In 1935, Bell founded the Bell Aircraft company. It produced several famous designs. Most notable of them is the Bell X-1, the first supersonic aircraft. Bell manufactured fixed-wing aircraft, vertical take-off and landing aircraft and even hovercrafts and missiles. The company was purchased in 1960 by Textron and lives on today as Bell Helicopter.

British surgeon Joseph Lister is born

Lister is considered an inventor of sterile surgery. While working at the Glasgow Royal Infirmary, he started to use phenol for cleaning surgical tools and wounds. It was an application of early bacteriological research of Louis Pasteur. Lister's work led to a great reduction in post-operative infections.
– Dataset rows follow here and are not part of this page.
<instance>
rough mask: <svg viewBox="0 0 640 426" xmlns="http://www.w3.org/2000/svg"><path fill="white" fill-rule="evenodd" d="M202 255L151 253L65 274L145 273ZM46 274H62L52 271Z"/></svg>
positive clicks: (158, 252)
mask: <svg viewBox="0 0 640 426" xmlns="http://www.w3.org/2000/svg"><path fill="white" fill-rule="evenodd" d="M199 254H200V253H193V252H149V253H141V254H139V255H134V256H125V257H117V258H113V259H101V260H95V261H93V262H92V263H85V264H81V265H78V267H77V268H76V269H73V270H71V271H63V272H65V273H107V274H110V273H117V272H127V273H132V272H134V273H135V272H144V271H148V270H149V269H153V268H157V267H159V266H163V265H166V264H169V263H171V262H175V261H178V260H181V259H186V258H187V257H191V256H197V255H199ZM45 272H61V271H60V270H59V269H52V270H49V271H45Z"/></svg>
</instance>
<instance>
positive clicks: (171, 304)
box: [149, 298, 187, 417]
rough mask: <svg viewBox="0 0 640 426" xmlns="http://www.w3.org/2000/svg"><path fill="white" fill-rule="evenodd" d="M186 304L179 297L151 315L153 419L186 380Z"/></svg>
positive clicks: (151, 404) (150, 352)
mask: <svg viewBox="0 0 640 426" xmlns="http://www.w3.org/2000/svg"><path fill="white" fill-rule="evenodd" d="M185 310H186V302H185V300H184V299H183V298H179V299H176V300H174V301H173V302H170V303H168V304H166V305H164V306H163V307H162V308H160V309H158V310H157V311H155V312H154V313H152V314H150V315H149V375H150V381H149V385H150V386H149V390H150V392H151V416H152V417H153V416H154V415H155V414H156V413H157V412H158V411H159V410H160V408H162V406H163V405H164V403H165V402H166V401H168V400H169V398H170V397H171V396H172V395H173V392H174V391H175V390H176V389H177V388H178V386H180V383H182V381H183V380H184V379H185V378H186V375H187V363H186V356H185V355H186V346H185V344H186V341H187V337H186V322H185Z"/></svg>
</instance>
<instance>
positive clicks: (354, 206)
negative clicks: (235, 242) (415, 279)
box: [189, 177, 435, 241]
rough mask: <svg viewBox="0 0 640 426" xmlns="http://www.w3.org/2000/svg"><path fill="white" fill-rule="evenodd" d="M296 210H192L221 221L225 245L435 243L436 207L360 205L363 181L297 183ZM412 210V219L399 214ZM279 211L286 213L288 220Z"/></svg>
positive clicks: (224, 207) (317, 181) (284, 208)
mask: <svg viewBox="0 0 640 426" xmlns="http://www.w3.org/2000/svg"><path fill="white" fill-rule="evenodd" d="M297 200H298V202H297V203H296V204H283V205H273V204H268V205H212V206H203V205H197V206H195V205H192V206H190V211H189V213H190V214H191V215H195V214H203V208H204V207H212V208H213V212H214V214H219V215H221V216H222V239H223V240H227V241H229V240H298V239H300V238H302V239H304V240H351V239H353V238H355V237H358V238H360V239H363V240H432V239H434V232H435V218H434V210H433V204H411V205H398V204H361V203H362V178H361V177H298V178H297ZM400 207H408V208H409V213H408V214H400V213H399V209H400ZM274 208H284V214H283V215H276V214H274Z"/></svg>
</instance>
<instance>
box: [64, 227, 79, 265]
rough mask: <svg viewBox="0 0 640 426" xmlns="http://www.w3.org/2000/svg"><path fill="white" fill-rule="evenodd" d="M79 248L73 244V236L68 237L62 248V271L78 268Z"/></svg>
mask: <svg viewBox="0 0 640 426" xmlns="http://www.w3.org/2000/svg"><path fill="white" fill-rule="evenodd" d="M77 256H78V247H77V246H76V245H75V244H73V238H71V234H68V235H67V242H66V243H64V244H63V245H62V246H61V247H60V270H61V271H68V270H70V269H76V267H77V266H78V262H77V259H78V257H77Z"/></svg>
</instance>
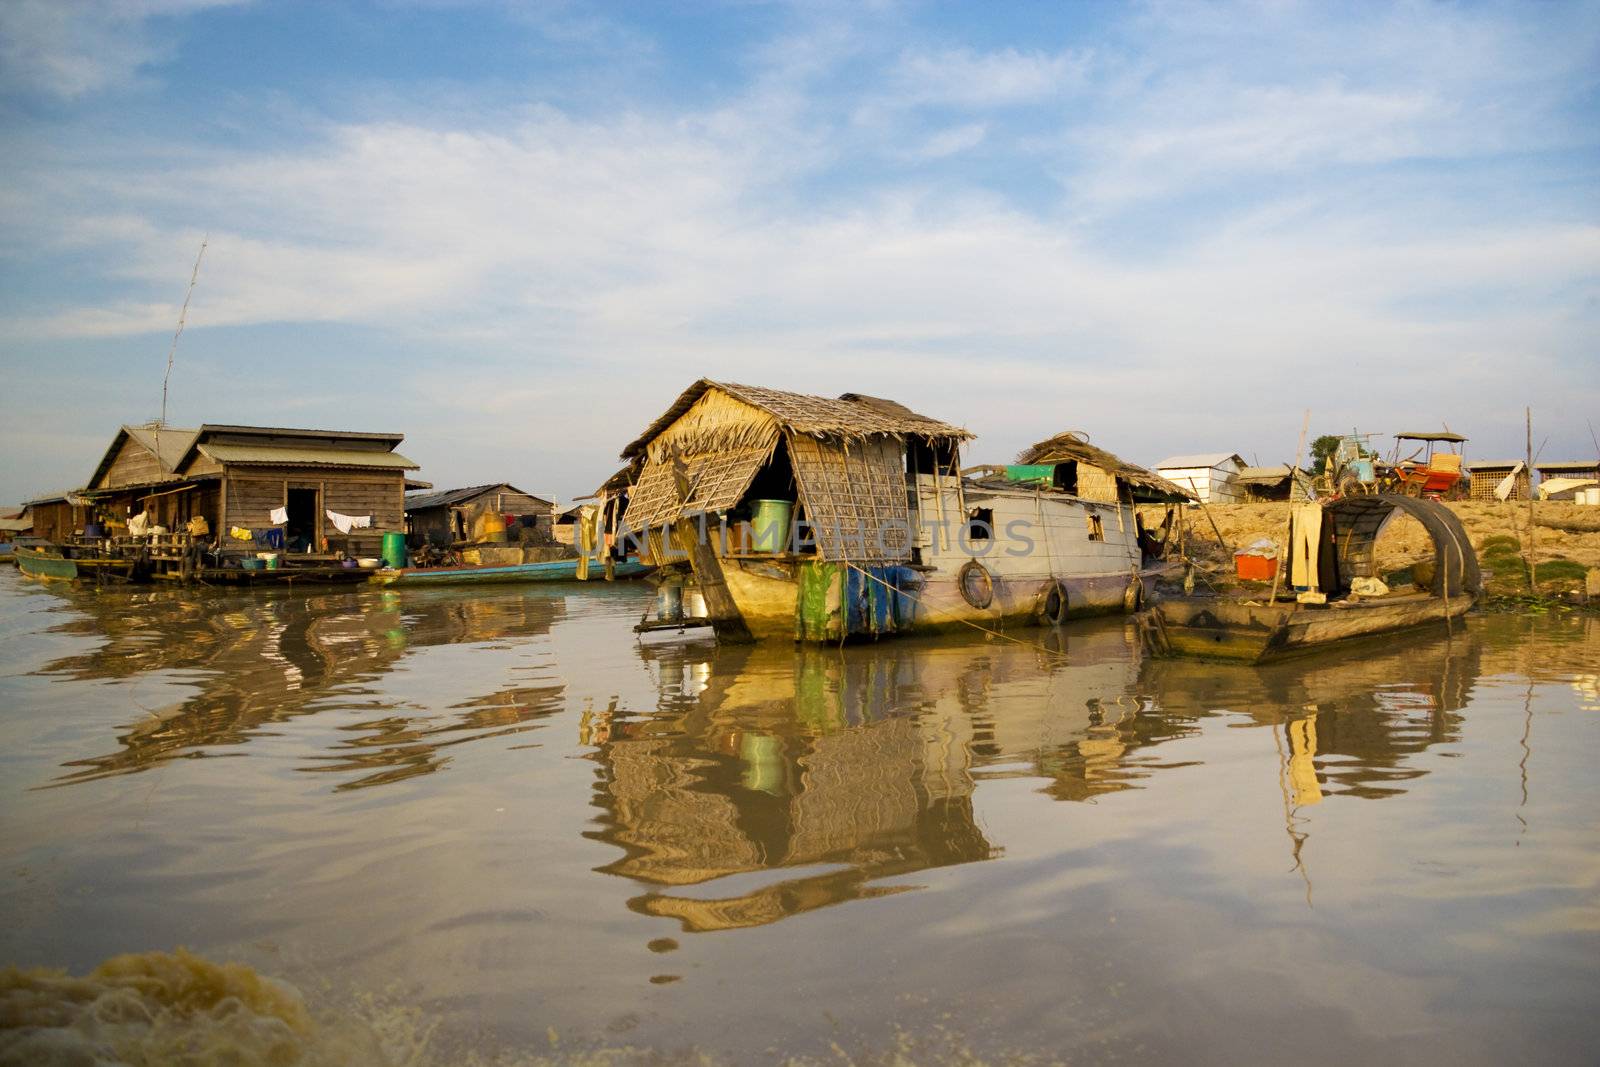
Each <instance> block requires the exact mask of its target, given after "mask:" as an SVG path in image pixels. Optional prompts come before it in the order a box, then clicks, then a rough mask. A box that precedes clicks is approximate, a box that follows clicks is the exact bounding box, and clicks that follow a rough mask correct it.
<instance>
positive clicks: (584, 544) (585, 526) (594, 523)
mask: <svg viewBox="0 0 1600 1067" xmlns="http://www.w3.org/2000/svg"><path fill="white" fill-rule="evenodd" d="M598 549H600V509H598V507H595V506H594V504H584V506H582V507H579V509H578V577H579V579H581V581H587V579H589V560H590V557H594V553H595V552H597V550H598Z"/></svg>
The first performance of Beethoven's 'Symphony No. 2 in D'

The Symphony No. 2 in D major, Op. 36, is a symphony in four movements written by Ludwig van Beethoven and is dedicated to Karl Alois, Prince Lichnowsky. Beethoven produced the symphony during his stay at Heiligenstadt in 1802, at a time when his deafness was becoming more pronounced and he began to realize that it might be incurable.

Collection of the British Museum is established

British parliament bought the collection of the physician and scientist Sir Hans Sloane and made it accessible to the public. The prize was 20 000 pounds, which was far less than the value of the collection. It consisted of 50 000 books and 69 352 items of nature and art. The collection was placed in the Montagu House in the Bloomsbury district in London.

The Dutch explorer Jacob Roggeveen discovers Easter Island

Roggeveen arrived at an unknown island on Easter Sunday, so he called it Easter Island. He reported seeing 2,000-3,000 inhabitants. Also registered the presence of the Moai statues but he thought they were earthen and didn't pay much attention to them.

The Battle of the Ice

A battle between the Republic of Novgorod, led by Prince Alexander Nevsky and the crusader army, led by the Livonian branch of the Teutonic Knights took place at Lake Peipus. It was a frozen lake, which gave the battle its name. Crusaders, with the roughly only half as many men as the opposing force sustained a significant defeat.